Background: Particle size (PS) and particle size distribution (PSD) are two of the most important attributes when designing an inhalation drug product. A fine control of both these parameters is not easily achieved by current available technologies. The new method herein presented consists in combining a microfluidization step with a cross-flow microfiltration step. The combination of these technologies allows the production of particles with stricter limits in terms of size and distribution and therefore enables a more efficient delivery to the lung.

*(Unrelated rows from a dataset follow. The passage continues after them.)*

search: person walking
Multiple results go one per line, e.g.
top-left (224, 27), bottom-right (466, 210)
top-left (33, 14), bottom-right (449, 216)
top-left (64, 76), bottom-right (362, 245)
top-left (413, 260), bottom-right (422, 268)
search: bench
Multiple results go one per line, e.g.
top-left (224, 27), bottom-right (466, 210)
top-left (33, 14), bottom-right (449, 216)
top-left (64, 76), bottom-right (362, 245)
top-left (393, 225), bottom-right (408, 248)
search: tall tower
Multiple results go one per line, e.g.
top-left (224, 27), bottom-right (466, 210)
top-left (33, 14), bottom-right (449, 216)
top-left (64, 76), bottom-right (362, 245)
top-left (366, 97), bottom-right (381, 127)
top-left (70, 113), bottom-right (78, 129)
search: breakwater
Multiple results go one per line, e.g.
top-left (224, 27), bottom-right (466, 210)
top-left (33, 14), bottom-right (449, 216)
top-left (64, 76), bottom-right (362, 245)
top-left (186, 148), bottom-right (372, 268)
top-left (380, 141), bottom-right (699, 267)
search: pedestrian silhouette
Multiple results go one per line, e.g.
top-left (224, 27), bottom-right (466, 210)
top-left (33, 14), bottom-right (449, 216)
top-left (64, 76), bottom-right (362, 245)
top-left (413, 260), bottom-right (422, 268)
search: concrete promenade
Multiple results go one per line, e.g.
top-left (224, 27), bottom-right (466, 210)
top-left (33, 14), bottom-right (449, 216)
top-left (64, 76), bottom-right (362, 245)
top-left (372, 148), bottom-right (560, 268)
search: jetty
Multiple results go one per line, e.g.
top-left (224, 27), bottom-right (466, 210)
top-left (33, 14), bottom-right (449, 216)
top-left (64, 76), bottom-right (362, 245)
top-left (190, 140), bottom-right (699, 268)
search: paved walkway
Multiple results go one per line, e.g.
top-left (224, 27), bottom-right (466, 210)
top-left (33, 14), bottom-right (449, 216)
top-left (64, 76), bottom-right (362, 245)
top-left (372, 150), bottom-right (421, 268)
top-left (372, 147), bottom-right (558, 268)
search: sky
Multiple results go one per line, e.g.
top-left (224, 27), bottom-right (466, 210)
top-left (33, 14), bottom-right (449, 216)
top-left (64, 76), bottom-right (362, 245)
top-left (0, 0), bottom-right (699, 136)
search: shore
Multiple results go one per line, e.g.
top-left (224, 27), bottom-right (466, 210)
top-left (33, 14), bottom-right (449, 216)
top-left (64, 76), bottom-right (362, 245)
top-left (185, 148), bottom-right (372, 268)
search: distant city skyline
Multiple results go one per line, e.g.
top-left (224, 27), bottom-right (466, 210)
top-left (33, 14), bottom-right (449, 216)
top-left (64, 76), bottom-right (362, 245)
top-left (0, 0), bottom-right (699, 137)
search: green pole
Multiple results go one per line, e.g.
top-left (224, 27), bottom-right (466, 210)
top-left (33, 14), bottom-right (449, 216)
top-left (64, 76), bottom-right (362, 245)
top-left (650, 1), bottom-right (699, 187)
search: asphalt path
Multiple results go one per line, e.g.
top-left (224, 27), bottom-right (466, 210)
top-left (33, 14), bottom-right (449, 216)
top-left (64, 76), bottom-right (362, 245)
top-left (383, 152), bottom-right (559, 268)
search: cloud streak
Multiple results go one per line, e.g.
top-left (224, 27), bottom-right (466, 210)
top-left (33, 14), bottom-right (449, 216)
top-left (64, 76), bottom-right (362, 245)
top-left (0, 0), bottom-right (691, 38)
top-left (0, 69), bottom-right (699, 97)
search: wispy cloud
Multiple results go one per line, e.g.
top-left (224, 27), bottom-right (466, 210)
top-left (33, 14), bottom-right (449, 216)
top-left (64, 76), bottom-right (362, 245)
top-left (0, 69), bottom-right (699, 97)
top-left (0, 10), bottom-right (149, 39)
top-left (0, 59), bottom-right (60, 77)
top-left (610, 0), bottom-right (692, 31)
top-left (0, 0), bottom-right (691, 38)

Methods: A microfluidizer and two hydrophilic flat sheet track-etched polycarbonate membranes (30 and 20 μm pore sizes) were used. The permeability critical flux (Jvcrit) and critical transmembrane pressure (TMPcrit) were determined. Filtration tests were conducted below the Jvcrit, using, as model system, a 5% (w/w) aqueous suspension of fluticasone propionate. The effects of the addition of surfactant and ultrasound were also assessed. PS and PSD of the particles in the feed and permeate were monitored by focused beam reflectance measurement (FBRM). Laser diffraction was also used for comparison purposes.
Results: The proof of concept work shows that the selected membranes are capable of efficiently classifying the feed suspension according to membrane pore size, narrowing the PSD of permeates.
Conclusions: The combination of these two technologies – microfluidization and cross-flow microfiltration – provides a greater control of PS and PSD and, therefore, it is expected to result in particles with enhanced performance for inhalation delivery.